I need to be able to tell if a link (URL) points to an XML file (RSS feed), or a regular HTML file just by looking at the headers, or something similiar (without downloading it)
Any good advice for me there ? :)
Thanks! Roey
I need to be able to tell if a link (URL) points to an XML file (RSS feed), or a regular HTML file just by looking at the headers, or something similiar (without downloading it)
Any good advice for me there ? :)
Thanks! Roey
just read it in a "text" reader. then decide which is best by, for example, looking for some tags comes to mind ;) then chuck it in your actual reader.
or is that too simple?
You can use the Content-Type
header, and to save bandwidth you can force web server to serve you a specified part of a document. If the server includes Accept-Ranges: bytes
header in its response, you can use Range: bytes=0-10
to download first ten bytes only (or even try not to download anything).
Also research HEAD
verb instead of GET
.
You cannot find out what file type it is just from looking at the URL.

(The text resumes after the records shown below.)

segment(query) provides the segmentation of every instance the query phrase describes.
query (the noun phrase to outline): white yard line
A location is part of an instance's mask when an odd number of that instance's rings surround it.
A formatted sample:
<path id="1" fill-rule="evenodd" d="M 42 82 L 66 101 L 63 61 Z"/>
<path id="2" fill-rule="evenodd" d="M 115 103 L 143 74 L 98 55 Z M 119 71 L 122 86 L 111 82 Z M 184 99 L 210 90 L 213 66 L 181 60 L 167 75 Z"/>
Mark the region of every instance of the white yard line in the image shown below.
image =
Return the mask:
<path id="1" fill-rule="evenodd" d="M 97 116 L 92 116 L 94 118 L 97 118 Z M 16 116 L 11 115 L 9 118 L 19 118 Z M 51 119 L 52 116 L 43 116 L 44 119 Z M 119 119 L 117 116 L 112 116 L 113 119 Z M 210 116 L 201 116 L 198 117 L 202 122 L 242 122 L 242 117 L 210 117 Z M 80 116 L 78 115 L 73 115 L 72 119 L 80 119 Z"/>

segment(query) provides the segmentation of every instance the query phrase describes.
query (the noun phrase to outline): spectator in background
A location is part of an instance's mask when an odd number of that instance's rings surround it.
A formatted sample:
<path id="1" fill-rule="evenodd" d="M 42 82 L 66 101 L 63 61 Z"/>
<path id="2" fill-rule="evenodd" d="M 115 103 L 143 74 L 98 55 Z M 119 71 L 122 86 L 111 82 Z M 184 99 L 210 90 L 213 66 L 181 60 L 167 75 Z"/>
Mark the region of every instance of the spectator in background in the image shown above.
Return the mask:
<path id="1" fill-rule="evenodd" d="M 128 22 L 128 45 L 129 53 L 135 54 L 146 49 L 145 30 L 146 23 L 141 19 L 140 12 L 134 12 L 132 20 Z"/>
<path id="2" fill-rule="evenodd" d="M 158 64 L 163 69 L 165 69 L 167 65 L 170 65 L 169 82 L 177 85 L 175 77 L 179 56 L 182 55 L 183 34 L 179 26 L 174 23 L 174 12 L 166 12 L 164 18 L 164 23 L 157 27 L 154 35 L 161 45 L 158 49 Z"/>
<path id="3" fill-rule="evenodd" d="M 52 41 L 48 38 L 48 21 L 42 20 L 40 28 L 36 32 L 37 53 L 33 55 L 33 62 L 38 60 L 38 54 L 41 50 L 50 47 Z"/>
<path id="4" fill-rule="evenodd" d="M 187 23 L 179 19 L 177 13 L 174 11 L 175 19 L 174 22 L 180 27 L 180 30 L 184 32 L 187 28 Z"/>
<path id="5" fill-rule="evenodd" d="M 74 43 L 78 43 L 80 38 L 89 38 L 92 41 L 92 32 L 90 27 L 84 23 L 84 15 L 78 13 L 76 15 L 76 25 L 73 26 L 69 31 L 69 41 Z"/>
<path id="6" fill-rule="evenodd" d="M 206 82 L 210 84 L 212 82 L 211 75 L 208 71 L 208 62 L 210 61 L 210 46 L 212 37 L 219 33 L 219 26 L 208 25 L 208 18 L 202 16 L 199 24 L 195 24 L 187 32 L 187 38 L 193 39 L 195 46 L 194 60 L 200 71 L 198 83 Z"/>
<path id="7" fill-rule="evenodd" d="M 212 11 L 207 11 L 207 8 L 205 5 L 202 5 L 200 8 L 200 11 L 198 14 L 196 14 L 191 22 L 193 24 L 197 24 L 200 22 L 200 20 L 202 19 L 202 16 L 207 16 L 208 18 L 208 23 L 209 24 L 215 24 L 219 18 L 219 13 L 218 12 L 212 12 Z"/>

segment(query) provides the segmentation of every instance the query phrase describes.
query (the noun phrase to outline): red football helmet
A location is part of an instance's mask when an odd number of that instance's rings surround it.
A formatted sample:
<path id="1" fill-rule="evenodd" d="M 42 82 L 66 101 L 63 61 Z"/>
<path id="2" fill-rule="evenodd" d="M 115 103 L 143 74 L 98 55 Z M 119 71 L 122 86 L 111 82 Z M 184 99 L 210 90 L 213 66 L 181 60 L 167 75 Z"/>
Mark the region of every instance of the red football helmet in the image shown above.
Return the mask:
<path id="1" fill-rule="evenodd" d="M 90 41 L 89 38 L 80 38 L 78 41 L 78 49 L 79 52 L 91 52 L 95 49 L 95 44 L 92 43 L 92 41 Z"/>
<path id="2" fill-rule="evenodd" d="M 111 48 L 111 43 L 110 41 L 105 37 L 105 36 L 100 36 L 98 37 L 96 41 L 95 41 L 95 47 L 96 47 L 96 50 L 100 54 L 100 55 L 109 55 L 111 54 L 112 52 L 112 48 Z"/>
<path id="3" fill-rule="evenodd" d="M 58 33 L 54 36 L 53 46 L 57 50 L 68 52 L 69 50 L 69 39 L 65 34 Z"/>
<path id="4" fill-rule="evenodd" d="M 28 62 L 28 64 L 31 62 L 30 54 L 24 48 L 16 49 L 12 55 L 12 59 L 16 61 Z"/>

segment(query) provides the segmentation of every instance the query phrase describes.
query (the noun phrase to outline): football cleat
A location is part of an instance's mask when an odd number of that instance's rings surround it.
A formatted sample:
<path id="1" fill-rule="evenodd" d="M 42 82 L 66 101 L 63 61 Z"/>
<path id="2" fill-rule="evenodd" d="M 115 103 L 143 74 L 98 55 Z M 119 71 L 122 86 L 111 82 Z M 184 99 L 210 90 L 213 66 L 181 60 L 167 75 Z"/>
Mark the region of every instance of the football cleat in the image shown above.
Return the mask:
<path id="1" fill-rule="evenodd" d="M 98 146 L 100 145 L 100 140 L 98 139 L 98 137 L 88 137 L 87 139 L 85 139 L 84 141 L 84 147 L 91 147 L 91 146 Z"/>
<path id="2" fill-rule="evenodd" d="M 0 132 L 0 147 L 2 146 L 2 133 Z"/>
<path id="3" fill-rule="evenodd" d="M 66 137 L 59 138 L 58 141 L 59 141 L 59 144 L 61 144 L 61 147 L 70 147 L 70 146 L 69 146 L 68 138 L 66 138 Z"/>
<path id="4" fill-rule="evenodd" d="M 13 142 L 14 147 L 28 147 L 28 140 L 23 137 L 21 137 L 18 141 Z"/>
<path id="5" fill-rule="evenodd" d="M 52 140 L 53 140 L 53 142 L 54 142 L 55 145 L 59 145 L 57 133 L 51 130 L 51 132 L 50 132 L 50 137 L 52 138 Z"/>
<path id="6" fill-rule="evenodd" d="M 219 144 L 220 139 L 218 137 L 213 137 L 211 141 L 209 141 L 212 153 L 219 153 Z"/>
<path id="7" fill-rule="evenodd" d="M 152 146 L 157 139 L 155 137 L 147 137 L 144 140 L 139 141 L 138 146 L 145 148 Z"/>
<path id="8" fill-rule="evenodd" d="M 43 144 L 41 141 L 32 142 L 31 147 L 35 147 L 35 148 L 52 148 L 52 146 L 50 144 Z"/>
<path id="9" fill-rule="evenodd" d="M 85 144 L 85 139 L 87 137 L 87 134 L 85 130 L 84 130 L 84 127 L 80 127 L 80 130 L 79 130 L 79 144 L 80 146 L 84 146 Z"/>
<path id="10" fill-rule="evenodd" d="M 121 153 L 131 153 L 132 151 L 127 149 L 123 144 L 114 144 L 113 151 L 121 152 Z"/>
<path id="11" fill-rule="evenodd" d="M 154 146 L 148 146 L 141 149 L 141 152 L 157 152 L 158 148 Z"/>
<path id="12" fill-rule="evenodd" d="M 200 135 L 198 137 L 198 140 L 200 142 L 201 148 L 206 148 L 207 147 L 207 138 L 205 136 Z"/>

I suggest you try to check the MIME-type of the document you request, or read the first line and hope the author has put in a Doctype.
You could just do a HEAD request instead of a full POST/GET
That will get you the headers for that page which should include the content type. From that you should be able to distinguish if its text/html or xml
Theres a good example here on SO
Following up on Eoin Campbell's response, here's a code snippet that should do exactly that using the System.Net
functionality:
using (var request = System.Net.HttpWebRequest.Create(
"http://tempuri.org/pathToFile"))
{
request.Method = "HEAD";
using (var response = request.GetResponse())
{
switch (response.ContentType)
{
case "text/xml":
// ...
break;
case "text/html":
// ...
break;
}
}
}
Of course, this assumes that the web server publishes the content (MIME) type and does so correctly. But since you stated that want a bandwidth-efficient way of doing this, I assume you don't want to download all the markup and analyse that! To be honest, the content type is usually set correctly in any case.
Check the headers in your HttpWebResponse object. The Content-Type header should read text/xml for an XML/RSS document and text/html for a standard web page.
Generally speaking, this impossible. This is because it is possible (though unhelpful) to serve either HTML or XML files as application/octet-stream. Also, as noted by others, there are multiple valid XML mime types. However, a HEAD request then content type check could work sometimes:
WebRequest req = WebRequest.Create(url);
WebResponse resp = req.GetResponse();
req.Method = "HEAD";
String contentType = resp.ContentType;
if(contentType == "text/xml")
getXML(url);
else if(contentType == "text/html")
getHTML(url);
But if you're going to process it somehow either way, you can do:
WebRequest req = WebRequest.Create(url);
WebResponse resp = req.GetResponse();
String contentType = resp.ContentType;
if(contentType == "text/xml")
processXML(resp.GetResponseStream());
else if(contentType == "text/html")
processHTML(resp.GetResponseStream());
else
// process error condition
Keep in mind, files are downloaded on an as-needed basis. So just asking for the response object does not cause the whole file to be downloaded.